Различия и сходства между Дёницем и Йодлем, с одной стороны, и Шверином фон Крозигом — с другой становятся более понятными, если сделать сравнение с поведением Альберта Шпеера. В 1944 г. после периода болезни и поняв неизбежность разгрома, Шпеер уже не мог больше согласовывать свои понятия верности Гитлеру и верности нации, к тому же он их не приравнивал друг к другу. Однако в последний месяц войны Шпеер не смог разорвать свои связи с Гитлером, и результатом этого было его противоречивое поведение.
Сравнение получается еще более близким, если сопоставить реакцию этих людей на события 20 июля 1944 г. Хотя ни Шпеер, ни Шверин фон Крозиг не подвергали сомнению право фюрера на управление страной, оба сомневались, нужно ли его дальнейшее присутствие.
Дёниц и Йодль безоговорочно осудили эту попытку переворота — и заговорщики считали их врагами.

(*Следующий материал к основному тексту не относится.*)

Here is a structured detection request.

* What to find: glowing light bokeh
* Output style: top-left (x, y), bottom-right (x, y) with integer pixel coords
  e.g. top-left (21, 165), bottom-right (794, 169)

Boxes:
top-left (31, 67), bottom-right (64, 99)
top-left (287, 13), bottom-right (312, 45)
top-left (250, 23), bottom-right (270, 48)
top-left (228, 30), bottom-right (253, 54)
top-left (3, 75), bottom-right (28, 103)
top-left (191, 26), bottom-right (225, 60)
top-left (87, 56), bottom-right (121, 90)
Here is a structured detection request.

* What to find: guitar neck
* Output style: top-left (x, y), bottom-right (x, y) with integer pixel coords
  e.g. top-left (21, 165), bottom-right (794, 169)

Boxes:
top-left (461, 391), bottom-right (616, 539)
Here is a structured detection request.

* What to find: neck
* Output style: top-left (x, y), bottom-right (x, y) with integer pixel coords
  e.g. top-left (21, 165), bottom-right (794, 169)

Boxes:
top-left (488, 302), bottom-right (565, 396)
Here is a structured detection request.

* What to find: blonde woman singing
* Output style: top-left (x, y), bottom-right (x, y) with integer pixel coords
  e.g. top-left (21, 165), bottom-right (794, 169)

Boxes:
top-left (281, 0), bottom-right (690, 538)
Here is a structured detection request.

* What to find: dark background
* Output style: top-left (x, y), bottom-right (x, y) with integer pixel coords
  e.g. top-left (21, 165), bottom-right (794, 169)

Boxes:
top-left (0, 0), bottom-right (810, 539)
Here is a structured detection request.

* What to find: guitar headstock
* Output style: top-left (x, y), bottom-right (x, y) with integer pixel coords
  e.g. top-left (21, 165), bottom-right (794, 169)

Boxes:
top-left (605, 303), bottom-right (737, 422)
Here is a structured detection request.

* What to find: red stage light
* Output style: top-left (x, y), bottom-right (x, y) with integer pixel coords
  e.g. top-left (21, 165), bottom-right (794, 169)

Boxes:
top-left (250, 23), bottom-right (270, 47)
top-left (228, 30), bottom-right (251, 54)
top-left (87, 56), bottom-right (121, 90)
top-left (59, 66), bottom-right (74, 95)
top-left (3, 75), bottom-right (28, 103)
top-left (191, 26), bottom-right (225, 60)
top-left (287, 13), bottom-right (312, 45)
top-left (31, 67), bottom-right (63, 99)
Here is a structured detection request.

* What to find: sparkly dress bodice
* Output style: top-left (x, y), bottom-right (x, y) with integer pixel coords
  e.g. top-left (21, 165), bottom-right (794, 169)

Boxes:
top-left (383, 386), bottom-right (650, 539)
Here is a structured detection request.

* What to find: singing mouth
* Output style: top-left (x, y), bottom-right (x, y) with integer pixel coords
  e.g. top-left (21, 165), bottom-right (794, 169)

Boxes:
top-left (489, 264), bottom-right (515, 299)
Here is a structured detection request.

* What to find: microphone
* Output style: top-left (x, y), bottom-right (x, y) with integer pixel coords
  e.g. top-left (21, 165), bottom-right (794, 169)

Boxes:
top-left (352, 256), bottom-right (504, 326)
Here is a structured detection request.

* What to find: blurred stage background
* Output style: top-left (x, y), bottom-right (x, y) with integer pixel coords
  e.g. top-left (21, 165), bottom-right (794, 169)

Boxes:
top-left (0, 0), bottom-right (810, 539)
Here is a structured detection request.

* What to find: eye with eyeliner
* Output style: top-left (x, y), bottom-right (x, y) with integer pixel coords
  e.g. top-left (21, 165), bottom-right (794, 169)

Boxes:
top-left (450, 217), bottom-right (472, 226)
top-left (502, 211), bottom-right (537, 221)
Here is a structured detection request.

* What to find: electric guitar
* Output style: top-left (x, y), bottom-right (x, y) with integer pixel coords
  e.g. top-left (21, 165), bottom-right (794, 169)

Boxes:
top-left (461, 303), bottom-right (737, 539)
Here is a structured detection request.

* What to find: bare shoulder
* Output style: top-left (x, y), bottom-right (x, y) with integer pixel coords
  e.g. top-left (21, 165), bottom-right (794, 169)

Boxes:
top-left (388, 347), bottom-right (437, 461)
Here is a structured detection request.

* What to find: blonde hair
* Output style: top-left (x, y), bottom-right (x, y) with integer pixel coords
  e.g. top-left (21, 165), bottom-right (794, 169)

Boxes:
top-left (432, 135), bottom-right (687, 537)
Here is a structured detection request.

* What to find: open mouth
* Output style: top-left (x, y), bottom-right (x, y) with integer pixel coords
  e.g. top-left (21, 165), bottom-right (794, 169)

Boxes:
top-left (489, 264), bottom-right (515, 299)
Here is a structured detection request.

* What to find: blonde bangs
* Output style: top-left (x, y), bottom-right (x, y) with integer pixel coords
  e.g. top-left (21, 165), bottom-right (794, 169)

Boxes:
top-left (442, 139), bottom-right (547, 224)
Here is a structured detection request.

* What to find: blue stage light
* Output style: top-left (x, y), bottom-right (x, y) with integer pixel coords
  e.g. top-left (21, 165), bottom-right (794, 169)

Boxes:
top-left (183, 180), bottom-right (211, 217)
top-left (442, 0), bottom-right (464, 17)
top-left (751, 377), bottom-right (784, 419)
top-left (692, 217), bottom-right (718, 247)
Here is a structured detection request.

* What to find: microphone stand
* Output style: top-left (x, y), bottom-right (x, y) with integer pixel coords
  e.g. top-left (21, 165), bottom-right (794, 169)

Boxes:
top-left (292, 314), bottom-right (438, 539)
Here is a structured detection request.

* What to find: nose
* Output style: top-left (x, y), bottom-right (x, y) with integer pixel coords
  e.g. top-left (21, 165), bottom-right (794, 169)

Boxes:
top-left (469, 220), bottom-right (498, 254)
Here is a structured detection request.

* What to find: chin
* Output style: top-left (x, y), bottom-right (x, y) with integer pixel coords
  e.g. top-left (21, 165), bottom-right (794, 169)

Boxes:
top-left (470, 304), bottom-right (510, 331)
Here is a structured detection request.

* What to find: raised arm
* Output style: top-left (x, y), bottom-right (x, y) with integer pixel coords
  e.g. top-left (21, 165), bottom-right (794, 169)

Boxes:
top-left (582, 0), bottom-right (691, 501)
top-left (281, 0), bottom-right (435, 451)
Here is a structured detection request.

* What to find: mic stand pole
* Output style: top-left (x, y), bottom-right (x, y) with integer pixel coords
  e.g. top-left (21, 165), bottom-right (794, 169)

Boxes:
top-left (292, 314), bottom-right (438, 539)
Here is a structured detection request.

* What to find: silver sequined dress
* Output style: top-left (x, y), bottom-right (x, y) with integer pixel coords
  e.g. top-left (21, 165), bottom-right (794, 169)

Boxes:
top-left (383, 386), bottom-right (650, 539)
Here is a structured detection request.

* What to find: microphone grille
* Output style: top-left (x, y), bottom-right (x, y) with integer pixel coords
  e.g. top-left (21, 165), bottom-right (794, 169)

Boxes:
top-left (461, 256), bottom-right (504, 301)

Шверин фон Крозиг тоже был оппонентом, хотя многие из участников заговора были его личными друзьями — фон Хассель, посол, Йоханнес Попиц, министр финансов Пруссии, Фриц фон дер Шуленбург, граф Петер Йорк, граф Гельдорф, генерал Штюльпнагель, генерал Вагнер, полковник граф Штауффенберг и фельдмаршал фон Вицлебен. Он поддерживал дружеские отношения с Гард ел ером и был связан с Ульрихом Вильгельмом графом Шверином фон Шванфельдом и Куртом Плеттенбергом. Тем не менее, несмотря на просьбы их родных и близких, он отказался переговорить с Гитлером в пользу своего кузена Шверина Шванфельда, или Шуленбурга, или Петера Йорка. Однако Шверин фон Крозиг обратился с письмом к Кальтенбруннеру, а потом в Народный трибунал с просьбой освободить из-под ареста шурина, Фридриха Карла фон Цицевица, поскольку был убежден, что степень его участия была ограничена тем, что он знал планы Гарделера. 19 сентября 1944 г. Шверин фон Крозиг попросил Ламмерса довести вопрос ареста фон Цицевица до Гитлера, либо устно, либо показав ему следующее письмо: «Поскольку дело касается близкого родственника, я считаю своим долгом проинформировать Вас об этом факте и предоставить на Ваше усмотрение, оставите ли Вы меня министром в кабинете. Уверяю Вас, что мой шурин никогда не обсуждал со мной планы Гарделера. Хайль, мой фюрер! Верный Вам». Министр финансов остался на своем посту, и его обязанностью стала конфискация имущества заговорщиков. И снова он попытался смягчить лишения и облегчить участь близких.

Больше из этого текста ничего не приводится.